8 Ways to Celebrate the Summer Solstice
Girl wearing a wildflower crown.
Why is June 20 or 21 the longest day (and shortest night) of the year? It’s when the sun reaches its highest point. Share summer solstice facts with your kids (from a homeschooling mom’s blog). Here’s a short video on the difference between a solstice and an equinox. Here are more solstice facts for kids. Learn about how the solstice was celebrated in history.
Enjoy summer solstice activities including how to make a daisy chain and a homemade kite.
Make your own sun dial, using a paper plate, chopstick or pencil in the center (secured with glue or clay), and markers or pencils to mark the hours 1 through 12 around the end of the plate. Set the plate and stick outside in full sunlight, and mark lines along the shadow every hour to find out where the numbers should be placed.
“Midsummer” refers to the summer solstice, and the night before is called Midsummer Eve. Watch a film version of A Midsummer Night’s Dream, or read the play out loud.
Enjoy a meal with a menu inspired by A Midsummer Night’s Dream, perhaps eaten outside in a garden or local park. Here’s my imagined menu:
Donkey Ear Appetizer: endive leaves with dip or salsa of choice
4-Ingredient Athenian Lovers’ Salad: choose 4 salad ingredients such as romaine, tomatoes, peppers and feta
Fairy Hair Pasta (use angel hair or vermicelli noodles) with sauce or topping of your choice
Enchanted Forest Brownies with hidden ingredients (nuts, dried fruits, coconut— go wild)
Light candles as the sun sets, stay up late and listen to the Mendelssohn score to Midsummer Night’s Dream. Here’s the overture. While you listen to music, write fairy poems, or an ode to summer. Here are fairy songs and poems by Shakespeare.
Make a pot of sun tea. Take a clean glass jar and fill it with water. Add some tea bags, 4 bags for two quarts of water, cover the jar with a lid and let it sit in the sun. You can also add herbs or sliced fruit if you like, for example, black tea bags with mint leaves and lemon slices. I suggest making herbal tea, such as dried orange peel with hibiscus. Let the tea brew, covered, on a sunny windowsill or even outside for several hours. Here’s a recipe for dried herbal sun tea. You know the tea is ready when it takes on the color of tea. Leftovers can be refrigerated.
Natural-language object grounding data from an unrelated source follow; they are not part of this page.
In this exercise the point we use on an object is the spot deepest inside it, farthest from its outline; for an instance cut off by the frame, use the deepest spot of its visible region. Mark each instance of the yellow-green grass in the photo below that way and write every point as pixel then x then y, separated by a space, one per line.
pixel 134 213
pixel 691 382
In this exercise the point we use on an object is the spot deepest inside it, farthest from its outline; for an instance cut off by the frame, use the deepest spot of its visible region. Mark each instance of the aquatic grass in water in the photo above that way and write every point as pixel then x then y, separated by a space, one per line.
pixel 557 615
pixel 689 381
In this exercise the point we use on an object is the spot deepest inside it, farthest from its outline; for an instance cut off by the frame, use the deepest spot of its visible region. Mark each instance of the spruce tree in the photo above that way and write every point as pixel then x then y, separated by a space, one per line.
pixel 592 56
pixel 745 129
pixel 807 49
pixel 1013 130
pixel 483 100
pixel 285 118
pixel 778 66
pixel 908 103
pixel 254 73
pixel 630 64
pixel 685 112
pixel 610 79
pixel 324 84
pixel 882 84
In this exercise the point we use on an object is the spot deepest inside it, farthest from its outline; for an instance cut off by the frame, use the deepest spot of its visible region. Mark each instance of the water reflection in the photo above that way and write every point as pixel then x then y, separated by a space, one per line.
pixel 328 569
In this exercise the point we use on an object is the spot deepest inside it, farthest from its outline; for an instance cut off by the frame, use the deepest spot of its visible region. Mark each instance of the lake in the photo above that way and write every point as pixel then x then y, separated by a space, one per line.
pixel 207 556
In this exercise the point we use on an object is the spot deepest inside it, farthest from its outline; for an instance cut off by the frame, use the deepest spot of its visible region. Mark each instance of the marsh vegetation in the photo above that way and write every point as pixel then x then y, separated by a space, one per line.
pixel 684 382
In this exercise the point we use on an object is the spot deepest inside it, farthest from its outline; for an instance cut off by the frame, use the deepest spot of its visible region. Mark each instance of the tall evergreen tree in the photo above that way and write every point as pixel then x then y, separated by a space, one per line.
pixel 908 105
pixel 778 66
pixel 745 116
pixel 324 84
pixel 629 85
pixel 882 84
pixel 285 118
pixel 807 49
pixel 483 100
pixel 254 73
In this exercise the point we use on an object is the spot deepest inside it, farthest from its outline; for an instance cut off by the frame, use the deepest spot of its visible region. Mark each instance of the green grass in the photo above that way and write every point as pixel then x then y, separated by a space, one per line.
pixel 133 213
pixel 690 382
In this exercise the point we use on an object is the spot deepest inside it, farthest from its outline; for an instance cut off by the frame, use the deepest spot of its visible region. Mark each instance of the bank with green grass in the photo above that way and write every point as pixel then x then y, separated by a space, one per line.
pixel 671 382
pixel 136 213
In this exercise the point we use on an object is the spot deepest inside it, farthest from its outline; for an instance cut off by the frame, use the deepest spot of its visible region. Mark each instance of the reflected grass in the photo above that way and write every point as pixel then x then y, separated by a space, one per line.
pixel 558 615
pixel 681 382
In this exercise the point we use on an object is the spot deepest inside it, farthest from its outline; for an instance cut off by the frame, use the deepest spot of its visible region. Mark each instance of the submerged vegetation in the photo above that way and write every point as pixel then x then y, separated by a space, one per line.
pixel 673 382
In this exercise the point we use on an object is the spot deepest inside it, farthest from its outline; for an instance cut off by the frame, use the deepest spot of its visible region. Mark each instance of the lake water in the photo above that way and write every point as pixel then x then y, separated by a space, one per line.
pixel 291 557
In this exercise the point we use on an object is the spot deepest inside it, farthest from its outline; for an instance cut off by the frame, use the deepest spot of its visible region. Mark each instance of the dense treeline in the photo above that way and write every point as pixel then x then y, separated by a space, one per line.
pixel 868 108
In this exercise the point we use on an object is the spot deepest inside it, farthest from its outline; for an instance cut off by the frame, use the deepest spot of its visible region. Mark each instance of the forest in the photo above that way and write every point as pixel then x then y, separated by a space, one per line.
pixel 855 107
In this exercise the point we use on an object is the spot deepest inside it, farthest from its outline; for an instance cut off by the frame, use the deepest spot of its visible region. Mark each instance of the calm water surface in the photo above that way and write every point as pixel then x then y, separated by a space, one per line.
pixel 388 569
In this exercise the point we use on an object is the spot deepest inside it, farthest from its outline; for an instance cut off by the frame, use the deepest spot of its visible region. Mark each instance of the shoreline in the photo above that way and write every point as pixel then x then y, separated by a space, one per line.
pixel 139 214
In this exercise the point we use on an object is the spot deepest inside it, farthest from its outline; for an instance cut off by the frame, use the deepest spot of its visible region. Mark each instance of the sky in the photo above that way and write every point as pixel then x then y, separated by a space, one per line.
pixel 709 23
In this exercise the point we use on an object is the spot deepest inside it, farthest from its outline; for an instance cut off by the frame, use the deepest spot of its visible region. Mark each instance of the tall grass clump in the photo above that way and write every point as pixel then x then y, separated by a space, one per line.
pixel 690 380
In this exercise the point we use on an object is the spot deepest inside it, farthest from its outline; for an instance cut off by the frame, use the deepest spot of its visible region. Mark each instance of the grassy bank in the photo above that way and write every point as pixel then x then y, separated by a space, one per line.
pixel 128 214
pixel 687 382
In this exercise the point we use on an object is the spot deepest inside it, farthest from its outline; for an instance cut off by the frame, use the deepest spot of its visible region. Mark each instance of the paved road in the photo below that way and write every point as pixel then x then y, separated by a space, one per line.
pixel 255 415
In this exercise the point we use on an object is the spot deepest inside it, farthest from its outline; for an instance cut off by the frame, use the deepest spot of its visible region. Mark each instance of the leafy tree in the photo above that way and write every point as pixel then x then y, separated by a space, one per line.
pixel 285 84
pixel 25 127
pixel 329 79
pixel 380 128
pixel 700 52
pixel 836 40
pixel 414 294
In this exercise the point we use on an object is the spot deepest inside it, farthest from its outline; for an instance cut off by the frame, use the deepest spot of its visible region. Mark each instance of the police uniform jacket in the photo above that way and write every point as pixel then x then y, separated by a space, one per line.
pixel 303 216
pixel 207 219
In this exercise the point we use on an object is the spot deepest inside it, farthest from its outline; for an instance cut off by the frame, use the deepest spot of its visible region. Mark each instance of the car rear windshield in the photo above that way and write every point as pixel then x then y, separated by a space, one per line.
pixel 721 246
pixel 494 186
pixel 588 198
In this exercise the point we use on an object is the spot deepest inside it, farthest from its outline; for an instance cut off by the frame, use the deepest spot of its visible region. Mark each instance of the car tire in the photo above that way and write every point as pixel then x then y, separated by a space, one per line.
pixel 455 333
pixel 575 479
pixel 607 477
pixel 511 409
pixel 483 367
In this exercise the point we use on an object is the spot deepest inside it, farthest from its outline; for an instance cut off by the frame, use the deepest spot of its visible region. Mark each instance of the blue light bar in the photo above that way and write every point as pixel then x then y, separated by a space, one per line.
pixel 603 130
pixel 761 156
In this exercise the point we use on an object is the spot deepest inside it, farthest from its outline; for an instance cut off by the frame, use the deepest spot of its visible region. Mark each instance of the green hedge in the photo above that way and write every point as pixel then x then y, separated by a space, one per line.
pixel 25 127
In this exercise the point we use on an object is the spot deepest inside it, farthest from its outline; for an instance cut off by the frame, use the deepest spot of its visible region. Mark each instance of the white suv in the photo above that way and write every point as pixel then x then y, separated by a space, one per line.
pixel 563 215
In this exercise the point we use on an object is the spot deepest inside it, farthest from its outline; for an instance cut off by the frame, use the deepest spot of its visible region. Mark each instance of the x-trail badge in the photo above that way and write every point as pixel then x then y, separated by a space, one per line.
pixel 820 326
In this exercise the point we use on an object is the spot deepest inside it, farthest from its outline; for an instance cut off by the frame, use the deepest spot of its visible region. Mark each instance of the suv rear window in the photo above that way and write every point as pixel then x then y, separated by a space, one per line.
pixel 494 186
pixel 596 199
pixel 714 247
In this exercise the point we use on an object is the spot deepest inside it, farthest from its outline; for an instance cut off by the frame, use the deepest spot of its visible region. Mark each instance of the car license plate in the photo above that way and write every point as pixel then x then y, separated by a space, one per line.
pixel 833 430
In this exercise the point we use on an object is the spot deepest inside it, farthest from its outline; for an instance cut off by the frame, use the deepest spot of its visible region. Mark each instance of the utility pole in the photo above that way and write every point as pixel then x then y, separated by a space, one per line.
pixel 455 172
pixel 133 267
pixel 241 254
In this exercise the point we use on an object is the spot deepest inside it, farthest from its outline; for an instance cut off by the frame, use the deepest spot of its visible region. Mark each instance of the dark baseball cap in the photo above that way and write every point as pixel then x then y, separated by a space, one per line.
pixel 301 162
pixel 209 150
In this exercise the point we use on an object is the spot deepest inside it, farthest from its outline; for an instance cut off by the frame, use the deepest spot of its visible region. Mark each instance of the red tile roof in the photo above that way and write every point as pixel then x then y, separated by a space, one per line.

Wake up before dawn and greet the new day! Dawn ceremony is an ancient practice, a way of giving thanks for each day. Greet the dawn in your way. I recommend sipping a special mug of tea (maybe some leftover herbal sun tea) as you watch the sun rise. Wear a sun hat and sunglasses if it’s a bright day. Speak or write a list of gratitudes for the year, the summer, the day. Then make a special breakfast, a salute to the sun, perhaps eggs sunny side up!